I greci consideravano la musica come un elemento dello spettacolo che poteva


essere rinnovato di volta in volta quindi può darsi che è questo il motivo per cui non
avevano l’abitudine di tramandare tramite scrittura il repertorio musicale ed ecco
perché invece utilizzano una trasmissione orale e quindi lasciavano intuire che la
musica non era degna di una trasmissione scritta.

Secondo Aristotele la poesia era accompagnata dalla musica e dalla danza non
soltanto nel nómos e nel ditirambo (canto corale in onore di Dioniso), ma anche nella
commedia e nella tragedia. Ecco perché i tragediografi (tragedia) e i commediografi
(commedia) erano non solo coreografi ma anche compositori delle musiche dei loro
lavori, oltre che registi.

Gli unici frammenti musicali della musica greca sono solo 2:

1. Dell’Ifigenia in Aulide;
2. Dell’Oreste di Euripide.

I principali tragediografi della Grecia erano: Sofocle, Eschilo ed Euripide.

La convivenza fra recitazione e canto era permessa dalla natura stessa della lingua
che prevedeva abbassamenti o innalzamenti del tono di voce in corrispondenza delle
sillabe toniche (sillabe accentate), ma anche dalla metrica quantitativa dei versi e
anche dal tono di recitazione non realistico ma declamatorio. Infatti nella metrica
latina e greca si utilizzava una metrica basata sull’alternanza di sillabe brevi e lunghe
(metrica quantitativa) e non come adesso sulla successione di sillabe toniche e atone
(non accentate) (metrica accentuativa).

Es. accento acuto=innalzamento, accento grave=abbassamento, accento


circonflesso=innalzamento e poi abbassamento

La struttura della tragedia classica era:


 Prologo, corrispondente al 1° atto;
 Parodo, cioè le parti cantate dal coro;
 Alternanza di episodi, corrispondenti ai nostri atti;
 Esodo, cioè il canto di uscita del coro;
 Ultimo episodio, in cui si risolve la vicenda.

In scena avevamo fino a un massimo di 4 personaggi, e ogni attore poteva


interpretare più di un personaggio a testa. Nel coro greco avevamo 12 o 15 coreuti
con a capo un corifeo.

I coreuti erano i cantori del coro, invece il corifeo era il capo del coro.

Il coro cantava e non recitava, e si esibiva nell’orchestra ossia nello spazio antistante
la scena.

La parodo era cantata in metro anapestico (tempo di marcia costituito da 2 sillabe)

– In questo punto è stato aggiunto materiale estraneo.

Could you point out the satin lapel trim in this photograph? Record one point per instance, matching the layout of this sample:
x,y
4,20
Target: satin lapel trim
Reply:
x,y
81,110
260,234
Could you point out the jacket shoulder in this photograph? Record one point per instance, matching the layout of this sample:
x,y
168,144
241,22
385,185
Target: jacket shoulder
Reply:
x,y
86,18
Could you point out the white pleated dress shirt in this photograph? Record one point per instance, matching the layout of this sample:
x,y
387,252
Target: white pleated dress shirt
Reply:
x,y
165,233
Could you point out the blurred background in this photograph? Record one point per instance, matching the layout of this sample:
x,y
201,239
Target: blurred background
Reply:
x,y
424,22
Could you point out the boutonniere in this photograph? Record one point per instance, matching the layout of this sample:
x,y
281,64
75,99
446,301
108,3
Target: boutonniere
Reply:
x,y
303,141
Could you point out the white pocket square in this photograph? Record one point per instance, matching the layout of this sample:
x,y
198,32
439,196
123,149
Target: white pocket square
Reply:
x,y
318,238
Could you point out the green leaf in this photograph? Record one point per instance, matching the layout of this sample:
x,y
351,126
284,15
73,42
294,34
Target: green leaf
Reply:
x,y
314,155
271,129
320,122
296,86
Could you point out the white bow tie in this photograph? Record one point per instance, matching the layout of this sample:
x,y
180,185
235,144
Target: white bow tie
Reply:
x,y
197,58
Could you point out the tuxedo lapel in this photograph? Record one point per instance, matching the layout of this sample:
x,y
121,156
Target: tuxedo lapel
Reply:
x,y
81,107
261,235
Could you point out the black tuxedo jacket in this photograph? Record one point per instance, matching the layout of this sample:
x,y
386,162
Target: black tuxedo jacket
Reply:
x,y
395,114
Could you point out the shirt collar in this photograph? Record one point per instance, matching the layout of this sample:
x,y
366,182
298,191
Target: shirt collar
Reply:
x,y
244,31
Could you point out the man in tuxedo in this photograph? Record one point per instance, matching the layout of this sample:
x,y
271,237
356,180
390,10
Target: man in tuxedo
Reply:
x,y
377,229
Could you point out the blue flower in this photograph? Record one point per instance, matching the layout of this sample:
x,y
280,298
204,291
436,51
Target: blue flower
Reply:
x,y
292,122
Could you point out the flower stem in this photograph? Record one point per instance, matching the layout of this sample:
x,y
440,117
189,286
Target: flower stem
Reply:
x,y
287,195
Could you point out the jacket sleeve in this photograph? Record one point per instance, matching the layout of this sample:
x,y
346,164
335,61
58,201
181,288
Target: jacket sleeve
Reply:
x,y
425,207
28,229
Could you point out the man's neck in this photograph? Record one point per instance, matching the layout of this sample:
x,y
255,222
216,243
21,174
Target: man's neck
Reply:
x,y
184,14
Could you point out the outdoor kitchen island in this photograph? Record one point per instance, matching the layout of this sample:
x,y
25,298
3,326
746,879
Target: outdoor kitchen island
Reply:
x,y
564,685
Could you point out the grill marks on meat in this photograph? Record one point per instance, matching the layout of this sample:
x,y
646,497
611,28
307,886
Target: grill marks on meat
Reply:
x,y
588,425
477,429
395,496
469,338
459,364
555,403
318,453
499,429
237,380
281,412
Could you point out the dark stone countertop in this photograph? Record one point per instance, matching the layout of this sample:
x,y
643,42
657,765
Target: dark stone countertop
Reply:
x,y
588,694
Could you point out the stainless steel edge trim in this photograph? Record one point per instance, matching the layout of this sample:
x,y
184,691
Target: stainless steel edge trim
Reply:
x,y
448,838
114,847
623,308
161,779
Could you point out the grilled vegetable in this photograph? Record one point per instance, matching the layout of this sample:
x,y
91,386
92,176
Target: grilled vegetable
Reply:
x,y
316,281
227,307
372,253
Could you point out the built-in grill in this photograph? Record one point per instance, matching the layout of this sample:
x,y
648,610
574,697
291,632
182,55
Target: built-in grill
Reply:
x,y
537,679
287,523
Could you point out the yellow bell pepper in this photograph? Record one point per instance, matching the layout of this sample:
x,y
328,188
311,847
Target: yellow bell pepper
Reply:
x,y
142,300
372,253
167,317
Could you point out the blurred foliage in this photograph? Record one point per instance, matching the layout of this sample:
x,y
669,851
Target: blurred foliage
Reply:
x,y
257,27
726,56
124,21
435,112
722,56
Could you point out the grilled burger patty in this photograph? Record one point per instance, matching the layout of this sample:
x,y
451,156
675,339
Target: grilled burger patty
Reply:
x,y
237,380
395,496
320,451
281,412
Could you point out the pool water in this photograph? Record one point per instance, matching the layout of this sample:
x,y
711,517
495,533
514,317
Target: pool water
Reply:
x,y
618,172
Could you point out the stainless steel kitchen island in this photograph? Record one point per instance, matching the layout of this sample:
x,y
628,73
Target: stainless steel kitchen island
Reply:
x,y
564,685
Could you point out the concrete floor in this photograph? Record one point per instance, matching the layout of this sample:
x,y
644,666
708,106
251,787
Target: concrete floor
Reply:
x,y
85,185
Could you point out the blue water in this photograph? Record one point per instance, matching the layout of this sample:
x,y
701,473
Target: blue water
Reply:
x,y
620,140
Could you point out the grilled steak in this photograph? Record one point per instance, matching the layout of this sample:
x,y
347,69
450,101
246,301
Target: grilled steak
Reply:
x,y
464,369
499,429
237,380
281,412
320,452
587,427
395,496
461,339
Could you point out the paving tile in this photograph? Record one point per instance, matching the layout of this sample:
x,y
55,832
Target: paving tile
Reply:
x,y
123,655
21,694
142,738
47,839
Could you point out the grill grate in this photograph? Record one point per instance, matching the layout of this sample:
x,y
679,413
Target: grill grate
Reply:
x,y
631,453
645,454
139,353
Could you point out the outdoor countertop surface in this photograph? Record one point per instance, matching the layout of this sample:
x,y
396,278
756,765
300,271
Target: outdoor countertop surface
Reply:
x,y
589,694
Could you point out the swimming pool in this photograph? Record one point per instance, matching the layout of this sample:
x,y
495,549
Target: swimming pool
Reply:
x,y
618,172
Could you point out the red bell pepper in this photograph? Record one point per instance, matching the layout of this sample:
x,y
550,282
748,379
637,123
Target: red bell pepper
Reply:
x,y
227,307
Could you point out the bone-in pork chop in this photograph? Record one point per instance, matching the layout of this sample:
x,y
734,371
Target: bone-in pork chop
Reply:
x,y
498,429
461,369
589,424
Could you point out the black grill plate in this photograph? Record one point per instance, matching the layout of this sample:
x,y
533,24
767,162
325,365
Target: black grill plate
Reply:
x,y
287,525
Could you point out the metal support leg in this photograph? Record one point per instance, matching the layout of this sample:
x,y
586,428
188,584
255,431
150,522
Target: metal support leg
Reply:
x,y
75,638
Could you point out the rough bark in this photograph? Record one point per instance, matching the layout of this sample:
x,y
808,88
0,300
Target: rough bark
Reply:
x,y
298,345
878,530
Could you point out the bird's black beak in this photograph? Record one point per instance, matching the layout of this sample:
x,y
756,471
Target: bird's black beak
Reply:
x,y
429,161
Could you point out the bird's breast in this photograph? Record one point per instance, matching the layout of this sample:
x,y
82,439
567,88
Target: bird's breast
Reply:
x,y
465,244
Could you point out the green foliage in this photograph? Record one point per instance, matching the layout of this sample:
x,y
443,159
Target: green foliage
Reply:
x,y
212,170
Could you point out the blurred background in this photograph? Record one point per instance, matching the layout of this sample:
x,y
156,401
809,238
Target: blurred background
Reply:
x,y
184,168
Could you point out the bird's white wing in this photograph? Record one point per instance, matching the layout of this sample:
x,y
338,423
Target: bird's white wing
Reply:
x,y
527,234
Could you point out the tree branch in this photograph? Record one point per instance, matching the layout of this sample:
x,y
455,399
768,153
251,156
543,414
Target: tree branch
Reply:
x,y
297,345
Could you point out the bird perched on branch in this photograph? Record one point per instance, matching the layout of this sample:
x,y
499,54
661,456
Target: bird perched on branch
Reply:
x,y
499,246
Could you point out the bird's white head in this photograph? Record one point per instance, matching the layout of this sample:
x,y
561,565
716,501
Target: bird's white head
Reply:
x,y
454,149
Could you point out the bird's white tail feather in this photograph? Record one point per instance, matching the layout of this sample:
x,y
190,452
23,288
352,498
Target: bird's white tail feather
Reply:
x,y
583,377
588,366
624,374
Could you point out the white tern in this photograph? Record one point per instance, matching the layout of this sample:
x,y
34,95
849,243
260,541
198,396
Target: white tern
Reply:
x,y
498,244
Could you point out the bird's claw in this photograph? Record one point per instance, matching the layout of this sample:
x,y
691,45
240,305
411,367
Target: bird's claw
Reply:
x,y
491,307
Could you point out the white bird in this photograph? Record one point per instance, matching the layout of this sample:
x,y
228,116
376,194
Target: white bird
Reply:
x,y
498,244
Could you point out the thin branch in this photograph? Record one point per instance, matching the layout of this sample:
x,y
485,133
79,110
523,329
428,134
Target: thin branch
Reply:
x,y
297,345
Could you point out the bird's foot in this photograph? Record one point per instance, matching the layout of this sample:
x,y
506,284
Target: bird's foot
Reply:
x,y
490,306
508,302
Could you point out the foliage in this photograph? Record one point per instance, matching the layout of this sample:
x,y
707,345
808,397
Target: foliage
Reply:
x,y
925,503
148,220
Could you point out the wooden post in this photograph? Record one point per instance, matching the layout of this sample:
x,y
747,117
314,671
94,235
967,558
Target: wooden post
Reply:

oppure in versi lirici (versi che hanno lunghezza e schema metrico variabile).

Lo stasimo era la parte danzata dal coro nell’orchestra e assumeva una forma
codificata ossia: 2 serie di versi lirici (strofe e antistrofe {risposta alla strofe}) che
sono ordinate secondo lo stesso schema metrico e sono entrambe cantate su una
stessa melodia e insieme formano la coppia strofica. Alla fine di una serie di 2 o 3
coppie strofiche abbiamo una serie finale di versi lirici (epodo) cantati su una
melodia autonoma.

Altri canti sono:


+ il commo, un canto dal contenuto più patetico, in cui abbiamo l’alternanza fra la
melodia del coro e la recitazione da parte degli attori. Qui il coro ha una funzione
secondaria (narrazione o commento).

+ i canti amebèi, che sono simili al commo, però differiscono da quest’ultimo in


quanto il coro è diviso in 2 semicori e il canto è intercalato fra i dialoghi recitati. Qui
il coro ha funzione principale (personaggio).

I monologhi e i dialoghi fra gli attori potevano essere in:

 Metro anapestico;
 Metro giambico, che secondo Aristotele era il più vicino al tono normale della
conversazione;
 Tronchei o versi in serie continua, che sono dei versi che hanno lo stesso
schema metrico.

Si ritiene che i versi in serie continua sono recitati, invece quelli lirici sono cantati.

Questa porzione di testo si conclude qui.